Mozilla's use of Google's Safe Browsing API is significant for a couple of reasons. First, it relies upon an completely open and transparent protocol for checking and flagging suspected attack sites, including a formal process for reporting and removing sites that should not be in the Safe Browsing database. Perhaps more important, however, it allows Firefox 3 users to benefit from the immense computing and technical resources Google can bring to bear on this problem, including the ability to generate constant, around-the-clock updates to its attack-site list.

Why is this so important? Because Google doesn't just track sites that are obviously up to no good. It also keeps track of legitimate Web sites that may have been hacked or compromised in order to serve up malware to unsuspecting visitors. These sites are far more dangerous to users, since they can deliver their payloads quickly, silently, and with potentially devastating consequences for the unsuspecting victims.

A quick note: Opera 9.5 offers a similar service through a partnership with Haute Secure, a major Web-based security software provider. While Internet Explorer 7 does not currently offer similar protection against possible attack sites, it does provide some built-in anti-phishing protection, and Microsoft says IE8 will offer a feature similar to the ones found in Firefox 3 and Opera 9.5.

Here are some tips for getting the most out of the attack-site protection in Firefox 3:

  • While Firefox 3 enables attack-site protection by default, you should ensure that it is active. Go to "Tools > Options" on the Firefox menu bar, select the "Security" tab, and make sure the "suspected attack site" and "suspected forgery" options are checked.
  • Next, ensure that the attack-site protection feature is working properly.

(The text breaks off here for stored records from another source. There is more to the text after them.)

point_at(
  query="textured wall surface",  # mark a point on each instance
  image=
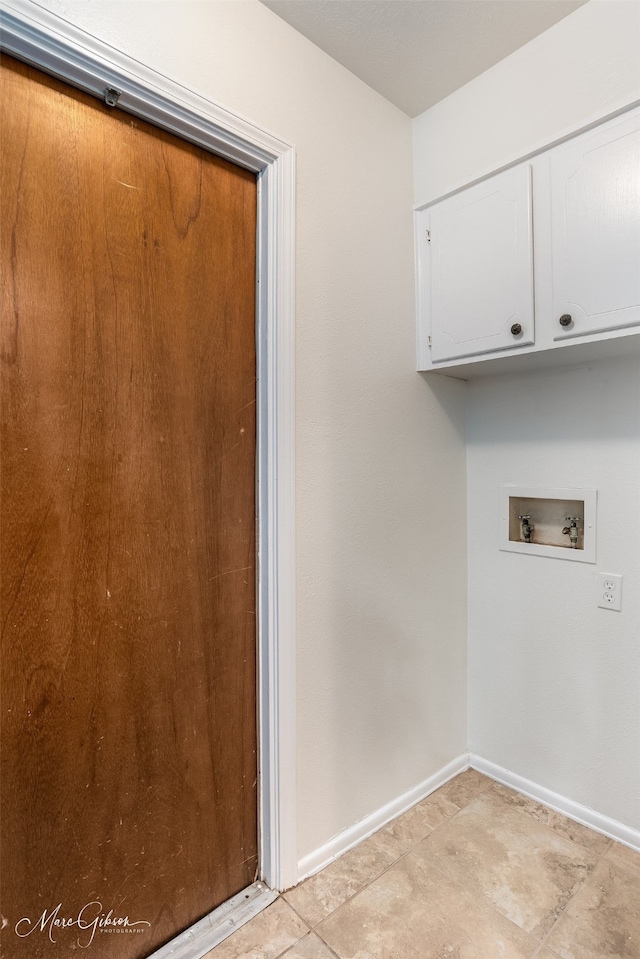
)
(577, 71)
(553, 680)
(381, 524)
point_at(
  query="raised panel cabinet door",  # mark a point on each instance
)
(128, 364)
(482, 268)
(595, 230)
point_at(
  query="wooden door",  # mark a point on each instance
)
(595, 229)
(128, 533)
(482, 268)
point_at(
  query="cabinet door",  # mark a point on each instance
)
(595, 230)
(482, 268)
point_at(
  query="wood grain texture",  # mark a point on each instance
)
(128, 532)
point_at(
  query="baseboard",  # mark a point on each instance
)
(199, 939)
(573, 810)
(350, 837)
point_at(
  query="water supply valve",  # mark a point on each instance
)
(527, 527)
(572, 530)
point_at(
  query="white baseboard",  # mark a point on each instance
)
(199, 939)
(350, 837)
(573, 810)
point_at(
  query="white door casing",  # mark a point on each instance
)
(55, 46)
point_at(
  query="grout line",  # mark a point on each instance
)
(581, 886)
(555, 831)
(283, 955)
(404, 854)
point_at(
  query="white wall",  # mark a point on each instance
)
(553, 680)
(380, 452)
(584, 67)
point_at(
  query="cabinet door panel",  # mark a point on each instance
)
(595, 224)
(482, 268)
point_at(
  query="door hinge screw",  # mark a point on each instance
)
(111, 96)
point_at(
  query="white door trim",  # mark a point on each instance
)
(55, 46)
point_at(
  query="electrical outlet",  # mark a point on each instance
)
(610, 591)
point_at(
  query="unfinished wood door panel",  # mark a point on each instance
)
(128, 535)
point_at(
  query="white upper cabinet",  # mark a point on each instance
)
(538, 265)
(482, 268)
(595, 230)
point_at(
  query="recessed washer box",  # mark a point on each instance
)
(549, 510)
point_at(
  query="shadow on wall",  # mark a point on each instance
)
(580, 404)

Mozilla offers a safe way to do this by giving users links to both phishing and malware test sites; if your browser displays a page with a red background and a warning about the potential threat, you're ready to go.
  • If you want to access a suspected attack site anyway, click the "ignore this warning" link at the lower right site of the warning box when it appears. While false-positive warnings do happen, however, it is foolish to assume that a site that seems legitimate has not been compromised.
  • Understand that using attack-site protection, at least for now, is an all-or-nothing deal. If you disable either the attack site or phishing site blocking in your Firefox 3 options, you will lose all attack-site protection. While advanced users might be able to edit the SQLite database used to store a local copy of the Google Safe Browsing blacklist, at least for now there is no selective-whitelisting feature built into the Firefox user interface.
  • It should be obvious that no service of this type will be 100 percent effective. Attaching a computer -- any computer -- to a network is an inherently risky activity. Most users, in my opinion, who complain about the inevitable flaws in this type of service simply aren't being realistic.
Another easy way to minimize this risk is to configure Firefox to download and install browser software updates automatically. Also check your installed add-ons and plugins regularly for updates; as Adobe's security woes with its Flash client software prove, these are just as important as updates to Firefox itself.

Finally, as I noted in a blog entry last October, the Firefox NoScript extension does an amazing job of preventing certain types of Web-based attacks, including those launched through otherwise-legitimate sites. Although I can't imagine life on the Web without both AdBlock Plus and FlashBlock, if I had to pick just one Firefox extension to install, it would have to be NoScript. It's just that important in today's Web security environment.